The recent approval was based on data from Cohort 1 of the IMvigor210 Phase 2 trial (NCT02951767), a single-arm study designed to evaluate the safety and effectiveness of Tecentriq in locally advanced or metastatic urothelial bladder cancer. Participants in the study were included in one of two cohorts.

Cohort 1 enrolled 119 mUC patients who were ineligible for Platinol-based chemotherapy and were either previously untreated or had disease progression at least 12 months after receiving chemotherapy, administered before or after surgery.

Patients received Tecentriq (1,200 mg) every three weeks until disease progression or unacceptable toxicity. The study’s primary endpoint was objective response rate (ORR), deemed as the proportion of patients who achieved either a partial or a complete response to Tecentriq.

Among the 119 participants, 28 patients responded to treatment, including eight complete responses, amounting to an ORR of 23.5% and a complete response rate of 6.7%.

While the complete responses did not vary with the levels of PD-L1, the findings showed that patients with PD-L1 expression of 5% or higher had better partial response rates (21.9% PR) — and thus ORR — than those with PD-L1 expression below 5% (14.9% PR).

The most common grade 3 or 4 adverse events included fatigue, urinary tract infection, anemia, diarrhea, intestinal obstruction, and increase in liver and kidney enzymes.
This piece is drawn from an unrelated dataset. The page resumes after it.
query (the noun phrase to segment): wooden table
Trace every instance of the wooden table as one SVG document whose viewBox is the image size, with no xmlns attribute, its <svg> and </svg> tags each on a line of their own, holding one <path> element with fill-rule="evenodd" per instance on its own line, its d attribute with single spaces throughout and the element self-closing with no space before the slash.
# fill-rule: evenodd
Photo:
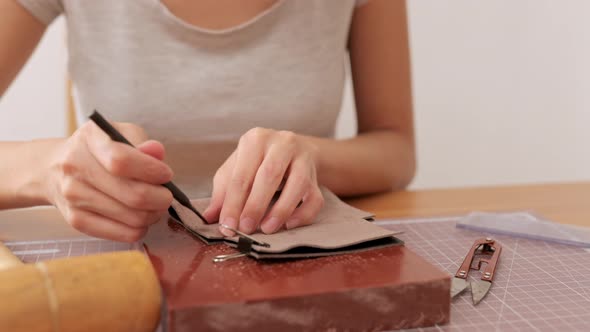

Five patients died from treatment side effects, which included sepsis, cardiac arrest, heart attack, and respiratory failure. Five patients discontinued treatment due to adverse side effects.

“It is encouraging to see continued progress in the treatment of advanced bladder cancer, which until last year had not seen any major advancements in more than 30 years,” said Andrea Maddox Smith, CEO of the Bladder Cancer Advocacy Network. “We are excited that Tecentriq is now a treatment option for people with advanced bladder cancer who are unable to receive a cisplatin-based chemotherapy as an initial treatment.”

Genentech is currently evaluating Tecentriq in the confirmatory IMvigor211 Phase 3 trial (NCT02302807), which is comparing Tecentriq with chemotherapy as a first-line treatment for mUC patients who progressed during or following a platinum-based regimen.